MRC PPU scientists contributed to an interactive art exhibition entitled ‘Misprints’ by artist Daksha Patel held at the Dundee Contemporary Arts (DCA) on October 8th 2019 during Dundee Science Festival. The exhibition was inspired by research being conducted on Parkinson’s disease within the Unit.
Funded by an ISSF Public Engagement Award from the School of Life Sciences, the first part of the project began in Autumn 2018, with an artist residency in which Daksha was embedded in the laboratory of MRC Programme Leader and Wellcome Trust Senior Fellow, Miratul Muqit. Daksha interacted with young researchers investigating the function of the PINK1 kinase that is mutated in early-onset Parkinson’s patients. During this time, Daksha observed a wide array of experimental techniques including protein expression and crystallography; biochemical analysis by western blotting; and imaging studies of neurons and mitochondrial processes visualized by confocal and electron microscopy.

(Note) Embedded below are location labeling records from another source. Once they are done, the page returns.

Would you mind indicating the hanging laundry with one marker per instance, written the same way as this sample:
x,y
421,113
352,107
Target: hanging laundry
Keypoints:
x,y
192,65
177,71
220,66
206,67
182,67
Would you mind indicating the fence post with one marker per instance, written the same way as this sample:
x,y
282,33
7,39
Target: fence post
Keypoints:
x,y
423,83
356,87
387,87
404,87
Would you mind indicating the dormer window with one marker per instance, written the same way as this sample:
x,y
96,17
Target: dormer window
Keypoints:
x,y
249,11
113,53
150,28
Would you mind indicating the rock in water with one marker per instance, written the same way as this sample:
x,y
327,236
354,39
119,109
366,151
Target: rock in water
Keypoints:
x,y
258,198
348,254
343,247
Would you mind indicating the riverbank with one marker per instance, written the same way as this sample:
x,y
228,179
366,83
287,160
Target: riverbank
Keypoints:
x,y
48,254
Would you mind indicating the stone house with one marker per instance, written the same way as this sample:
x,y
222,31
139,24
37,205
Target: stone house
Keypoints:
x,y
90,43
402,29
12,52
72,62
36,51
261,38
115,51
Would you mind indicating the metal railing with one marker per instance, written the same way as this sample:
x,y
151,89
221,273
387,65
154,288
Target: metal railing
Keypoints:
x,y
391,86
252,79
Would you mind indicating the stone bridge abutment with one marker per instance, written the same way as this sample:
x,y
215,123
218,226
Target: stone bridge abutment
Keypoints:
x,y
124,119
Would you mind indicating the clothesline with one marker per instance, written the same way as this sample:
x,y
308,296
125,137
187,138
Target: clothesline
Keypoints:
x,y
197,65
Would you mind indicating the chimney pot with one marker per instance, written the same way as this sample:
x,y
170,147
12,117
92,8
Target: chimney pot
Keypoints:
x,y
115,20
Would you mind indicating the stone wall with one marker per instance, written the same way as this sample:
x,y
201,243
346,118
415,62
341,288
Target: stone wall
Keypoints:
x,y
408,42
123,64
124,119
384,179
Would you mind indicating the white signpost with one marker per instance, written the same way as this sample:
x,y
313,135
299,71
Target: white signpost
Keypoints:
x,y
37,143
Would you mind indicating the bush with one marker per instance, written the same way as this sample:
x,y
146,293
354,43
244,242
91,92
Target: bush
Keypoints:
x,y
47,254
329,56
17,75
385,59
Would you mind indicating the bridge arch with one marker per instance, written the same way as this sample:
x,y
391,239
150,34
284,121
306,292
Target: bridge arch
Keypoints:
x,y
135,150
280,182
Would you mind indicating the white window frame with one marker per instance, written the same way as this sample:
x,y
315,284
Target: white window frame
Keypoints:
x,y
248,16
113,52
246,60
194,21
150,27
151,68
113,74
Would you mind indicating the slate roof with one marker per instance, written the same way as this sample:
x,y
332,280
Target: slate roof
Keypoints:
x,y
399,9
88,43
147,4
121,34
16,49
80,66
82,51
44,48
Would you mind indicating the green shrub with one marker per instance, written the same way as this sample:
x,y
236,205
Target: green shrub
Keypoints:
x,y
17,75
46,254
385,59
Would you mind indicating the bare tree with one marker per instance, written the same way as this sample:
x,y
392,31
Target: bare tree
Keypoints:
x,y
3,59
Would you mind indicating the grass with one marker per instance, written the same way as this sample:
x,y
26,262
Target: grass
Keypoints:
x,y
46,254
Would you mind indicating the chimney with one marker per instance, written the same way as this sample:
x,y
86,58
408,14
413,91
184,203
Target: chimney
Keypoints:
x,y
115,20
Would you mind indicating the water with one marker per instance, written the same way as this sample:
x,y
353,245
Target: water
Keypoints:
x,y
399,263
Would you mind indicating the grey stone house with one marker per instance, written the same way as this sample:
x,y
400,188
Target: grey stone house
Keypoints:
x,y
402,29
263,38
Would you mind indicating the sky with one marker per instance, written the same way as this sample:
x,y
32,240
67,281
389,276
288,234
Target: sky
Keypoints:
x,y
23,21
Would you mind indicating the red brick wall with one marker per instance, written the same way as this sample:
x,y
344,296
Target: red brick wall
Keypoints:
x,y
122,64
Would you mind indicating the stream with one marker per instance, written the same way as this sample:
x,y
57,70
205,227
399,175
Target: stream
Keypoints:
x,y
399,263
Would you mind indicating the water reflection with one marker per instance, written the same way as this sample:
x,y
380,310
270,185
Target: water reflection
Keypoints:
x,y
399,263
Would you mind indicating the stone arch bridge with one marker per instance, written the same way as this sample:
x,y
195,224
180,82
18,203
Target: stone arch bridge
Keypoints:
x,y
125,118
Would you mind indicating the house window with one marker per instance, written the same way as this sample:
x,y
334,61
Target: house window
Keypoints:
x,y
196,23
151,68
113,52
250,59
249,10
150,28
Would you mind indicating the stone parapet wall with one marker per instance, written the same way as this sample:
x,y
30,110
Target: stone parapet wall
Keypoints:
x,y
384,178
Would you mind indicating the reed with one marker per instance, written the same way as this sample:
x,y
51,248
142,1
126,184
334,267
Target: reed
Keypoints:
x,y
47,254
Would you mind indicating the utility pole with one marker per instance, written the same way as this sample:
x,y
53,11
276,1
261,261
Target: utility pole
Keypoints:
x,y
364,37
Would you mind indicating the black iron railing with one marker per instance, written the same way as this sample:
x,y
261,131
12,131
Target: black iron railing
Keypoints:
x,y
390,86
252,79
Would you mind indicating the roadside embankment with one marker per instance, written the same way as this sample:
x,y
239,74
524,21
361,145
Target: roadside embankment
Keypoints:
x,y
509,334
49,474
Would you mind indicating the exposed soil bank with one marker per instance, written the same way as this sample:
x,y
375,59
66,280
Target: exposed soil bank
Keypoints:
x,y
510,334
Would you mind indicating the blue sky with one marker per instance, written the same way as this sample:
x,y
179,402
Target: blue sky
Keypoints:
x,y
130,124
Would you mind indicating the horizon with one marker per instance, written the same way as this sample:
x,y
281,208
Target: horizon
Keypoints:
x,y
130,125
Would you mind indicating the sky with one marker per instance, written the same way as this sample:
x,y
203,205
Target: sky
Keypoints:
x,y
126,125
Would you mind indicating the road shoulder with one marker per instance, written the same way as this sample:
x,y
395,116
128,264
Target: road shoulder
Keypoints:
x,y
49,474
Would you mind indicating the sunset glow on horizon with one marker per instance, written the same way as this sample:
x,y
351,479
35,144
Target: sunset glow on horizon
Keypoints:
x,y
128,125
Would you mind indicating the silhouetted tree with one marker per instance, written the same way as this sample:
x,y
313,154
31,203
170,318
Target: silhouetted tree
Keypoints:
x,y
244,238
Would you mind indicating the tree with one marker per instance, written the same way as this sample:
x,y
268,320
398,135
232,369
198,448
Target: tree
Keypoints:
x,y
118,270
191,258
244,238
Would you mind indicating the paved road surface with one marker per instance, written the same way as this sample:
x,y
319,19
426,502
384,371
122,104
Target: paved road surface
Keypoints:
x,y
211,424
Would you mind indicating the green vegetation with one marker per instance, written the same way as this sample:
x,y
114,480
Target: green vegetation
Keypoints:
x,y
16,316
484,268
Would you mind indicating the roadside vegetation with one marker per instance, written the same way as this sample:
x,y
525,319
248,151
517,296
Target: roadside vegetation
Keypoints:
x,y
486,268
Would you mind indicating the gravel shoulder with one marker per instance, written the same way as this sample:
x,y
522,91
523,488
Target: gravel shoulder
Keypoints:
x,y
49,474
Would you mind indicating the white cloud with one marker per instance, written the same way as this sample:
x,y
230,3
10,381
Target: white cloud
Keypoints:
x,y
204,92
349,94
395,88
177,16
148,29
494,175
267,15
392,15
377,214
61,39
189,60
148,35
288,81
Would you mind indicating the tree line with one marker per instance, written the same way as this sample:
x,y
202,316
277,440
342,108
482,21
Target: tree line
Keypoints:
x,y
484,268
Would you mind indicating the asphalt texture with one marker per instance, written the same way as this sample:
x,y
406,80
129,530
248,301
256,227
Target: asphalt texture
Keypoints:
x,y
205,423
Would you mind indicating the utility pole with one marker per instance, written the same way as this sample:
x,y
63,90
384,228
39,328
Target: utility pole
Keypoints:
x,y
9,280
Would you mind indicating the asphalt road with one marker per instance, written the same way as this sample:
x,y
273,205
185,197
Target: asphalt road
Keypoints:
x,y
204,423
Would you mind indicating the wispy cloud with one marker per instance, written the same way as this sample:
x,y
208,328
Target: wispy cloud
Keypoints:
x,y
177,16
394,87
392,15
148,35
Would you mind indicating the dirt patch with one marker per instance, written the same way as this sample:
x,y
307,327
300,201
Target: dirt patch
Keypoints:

Daksha then returned to her studio in Manchester where over the ensuing months she generated hundreds of drawings based on the scientific imagery she observed in the lab. Daksha then returned to Dundee in Spring 2019 where she was based in the Dundee Print Studio of the DCA to transform her drawings into a series of prints using laser cutter to bring a 3D feel to the prints. An accident in the printer led to one of her prints becoming distorted from the original form and Daksha found this had more visual impact and meaning given the genetic and protein alterations that occur in Parkinson’s. Based on this serendipity, Daksha then introduced subtle alterations in all the original images to create her series of ‘Misprints’.
During this time Daksha also carried out a series of Art workshops for a group of people with Parkinson’s held in the Frank Gehry designed Maggie’s Centre in Dundee. The group comprised 4-5 people who underwent 4 sessions learning about drawing and painting and they were also joined by Miratul for two of the sessions creating a novel dynamic in which neurologist and patient shared in an activity of no direct relevance to their illness.
In the final exhibition, Daksha enlisted the help of Pawan Singh, Odetta Antico, Michael Stevens, Daniel Saarela from the Muqit lab; Daniel Squair from Satpal Virdee’s lab; as well as senior scientist Rachel Toth; to bring the story of her prints to the wider public. The exhibition comprised visitors first getting to choose and hold one of the prints and have a conversation with one of the MRC scientists; then moving on to have a conversation with Daksha; before placing them on an evolving white wall. Tickets for both the afternoon and evening sessions were close to sold out and the event was attended by members of the public from a wide variety of backgrounds. In light of the feedback, future exhibitions of Daksha’s work is planned.
During the various phases of the project, Daksha was ably supported by Amy Cameron and Ailsa Mackintosh from the SLS Public Engagement Office and Alison Hart of the MRC PPU.